Yok canım ben değilim. Sen de sen değilsin zaten. Bütün bu dünya bir ilüzyondan ibaret. Paralel evrendeki varlıkların birer simülasyonunu yaşıyoruz her birimiz. Hepimiz bir mikro çipe bağlıyız Ersin. Ankara'nın Bağları şarkısı da aslında gizli bir sistem güncelleme parolasıydı. O yüzden Türkiye'nin bütün düğünlerinde çaldı. Sonraki sürüm de şarkı da Çok Sevdim Yalan Oldu şarkısıydı. Yeni güncelleme gelecek diyorlar ama bakalım Ersin bekliyoruz işte bizde.
"Benim tabi ki." diye mırıl mırıl cevaplasam da gözlerimle etrafı tarıyorum. E Akın abi yok. Arka da mı acaba?
"Kusura bakma şaşırdım seni görünce."
Sen bi de benim Alper'in geleceğini duyduğumda ki şaşkınlığımı bir bilsen Ersin. Gece uyku bile uyuyamadım. Uykular haram oldu gençliğim bak talan da oldu.
Bu şarkı nereden çıktı şimdi ya?
Çok sevdim yalan oldu. Zalım geceleeer.
E ben durduramıyorum bunu. Kafamın için de geceler geceleeer yıktı geceleer diye bağıran sese iyice sinir olarak başımı sallıyorum.
"Akın abi yok mu?"
Tam o sırada yan tarafımda ki kapının açıldı ve Akın abi de biraz şaşkın bakışlarla bana baktı.
"Derya...sen misin?"
Allah allah haberim olmadan estetik falan mı yaptırdım, dolgudan japon balığına mı döndüm de insanlar bana habire bu soruyu soruyor.
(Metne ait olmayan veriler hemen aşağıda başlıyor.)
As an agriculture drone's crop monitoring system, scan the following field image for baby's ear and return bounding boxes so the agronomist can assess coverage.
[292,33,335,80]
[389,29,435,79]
Tamam yıllardır sokakta bile görsek kafa sallamadan öteye gitmedi iletişimimiz ama ne bileyim... zaten gerginim iyice gerildim.
"Benim abi. Müsait miydin ben böyle direkt geldim ama."
Akın abi kafasını sallarken eliyle masanın yanında ki koltukları gösteriyor. "Müsaitim. Kötü bir şey mi oldu? Annem mi gönderdi seni?"
Valla kötü bir şey yolda Akın abi. Istanbul'dan Ankara'ya gelmek üzere ve sen de kendisine yardım ve yataklık ediyorsun.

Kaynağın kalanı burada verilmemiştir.